浅羽の催促に、私は小走りで浅羽のもとへ向かった。ふとまわりを見れば、私たちは注目の的になっていた。物好きな人たちだ。

「ルールは3回中多く入った方が勝ち。
で、私にハンデありで。」

「なしで。」

「いや、ありで。」

私が持ってきたボールはバレーボール。これならなんとか勝てる見込みがある。見てろ、セッターの意地だ。元だけれど。
嫌そうにする浅羽を一蹴りして、私は3ポイントシュートになる線の少し中に入ってボールをついた。

「で、私はここから。
あんたはそこから。」

「不公平です。」

「男女の差を考えれば公平です。」

いちいちうるさいやつだ。私はさっさと終わらせようとさっそくボールを放った。バレーボールで言うオーバーハンドというやつで。
放たれたボールは弧を描いてゴールネットを揺らした。どうだ、私だってやれば出来るんだ。これだけな。
どや顔で振り返れば、浅羽はパチパチと目をしばたいていた。驚いたようだ。参ったか。と胸を張ったその時、突然浅羽がボールを放った。慌ててボールを目で追うと、ゴールに向かって一直線。綺麗に決まった。途端歓声があがる。ムカつくな。
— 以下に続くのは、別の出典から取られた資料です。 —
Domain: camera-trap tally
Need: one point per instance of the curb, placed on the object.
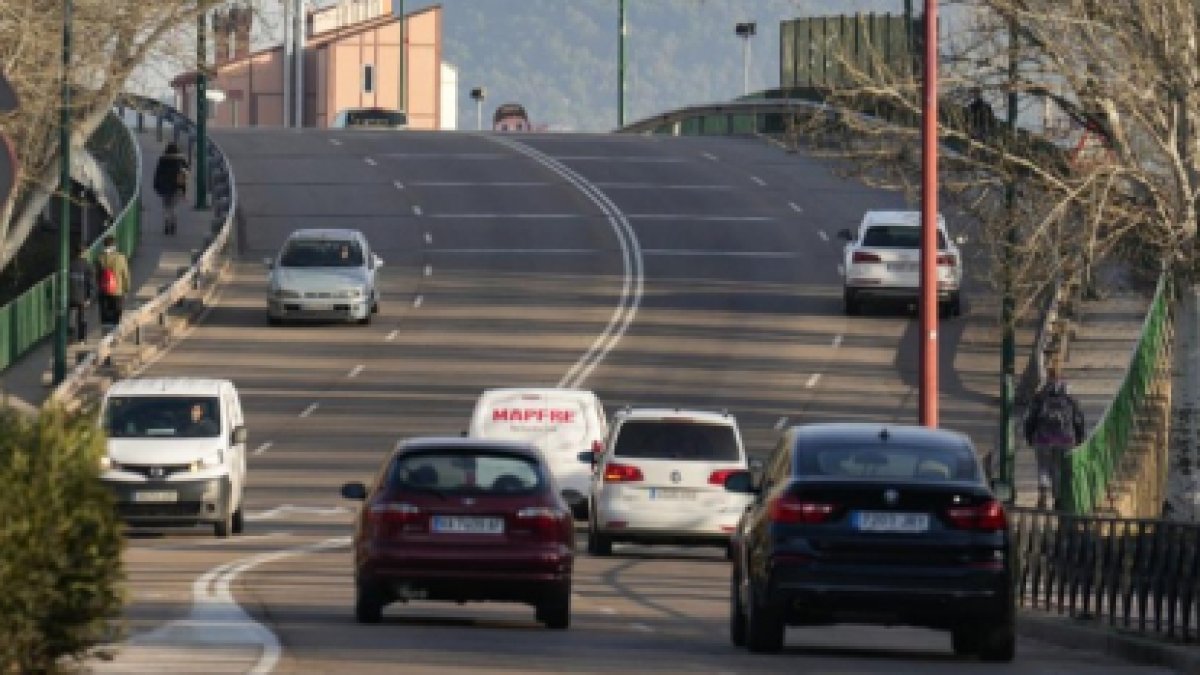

珍しくかっこいいところ見せられたのに、あっという間に持っていかれてしまった。

「次、天草さんの番です。」

「わかってるよっ」

くそ、こうなったら絶対に勝ってやる。私はボールを両手で持って深く息をはいた。あれ、私下手したら試合より緊張してるかも。
そんなことを思いながらオーバーハンドでボールを放った。昔の練習のかいあってか、リングに多少当たったものの危なげなく入った。こんなところで役立つとは思ってなかったよ。私のセッター経験。

「やっぱりずるいです。」

「なにが。
どこからどう見ても公平でしょうが。」

文句を溢しながらもしっかりとゴールは決めるのだから腹が立つ。
でもこのままでは引き分け。どちらかが失敗しない限りつづいてしまう。負けるわけにもいかないし、どうしたものか。

「あんたもトスで入れようよ。」

「嫌です。」

ですよね。
投げるのとオーバーハンドではかってが違いすぎるし。
うーんどうしたら負けてくれるだろう。浅羽に得することで、かつ私にも被害が及ばない何かがあったらいいのだけれど。

「あ、」

あったじゃないか。うってつけの条件が。
いつの間にか見物客は増えていて、堂々と条件を突きつける事ができないようだから、私は浅羽の袖をちょいちょいと引っ張った。屈んでほしいと言う合図だったのだが、鈍いのかわざとなのか私に目を向けるだけの浅羽は相変わらずムカつく。仕方がないので精一杯の背伸びをして、浅羽の耳元に口を寄せた。

「私が勝ったら金輪際浅羽と関わらないよ。」

「……」

どうだ。これで私の勝ちが決定した。卑怯とか言われても困ります。この条件なら私にとってもいいことだし、周りにも被害は……及ばないはず。多分。
浅羽は相変わらずの無表情で私を見たあと、小さくため息をついた。
存分に呆れるがいいさ。私のお小遣いがかかってるんだ。私には勝たなければいけない義務がある。まあ、勝ちは決定している、気楽に行こうじゃないか。

「天草さんはバカなんですか。」

「え、」

今ボールを放とうとしたその時、突然浅羽に声をかけられ(しかもバカとか聞こえた)、手元が狂った。ボールはむなしくゴールに阻まれる。
やってしまった。キッと浅羽を睨み付けるが、ヤツは飄々としてボールを構えている。ムカつくな、こいつ。前からだけれど。
まぁいいか。きっと浅羽もミスるだろうし。サドンデスでけりをつければい……い、か……?
スパンと音をたててボールがゴールに入った。思考が停止する。は、入った?ってことはもしかして、私は負けてしまったのか……?

「手が滑りました。」

「……、手が滑ってあんなに綺麗に入れられても……」

がっくりと肩を落として、私は深く息を吐き出した。
これで漫画を買うことが決定してしまった。言ってしまえば500円くらいですむことなんだけどさ。あぁ、憂鬱だ。
まさか浅羽が私と離れられることより漫画を選ぶなんて思わなかったよ。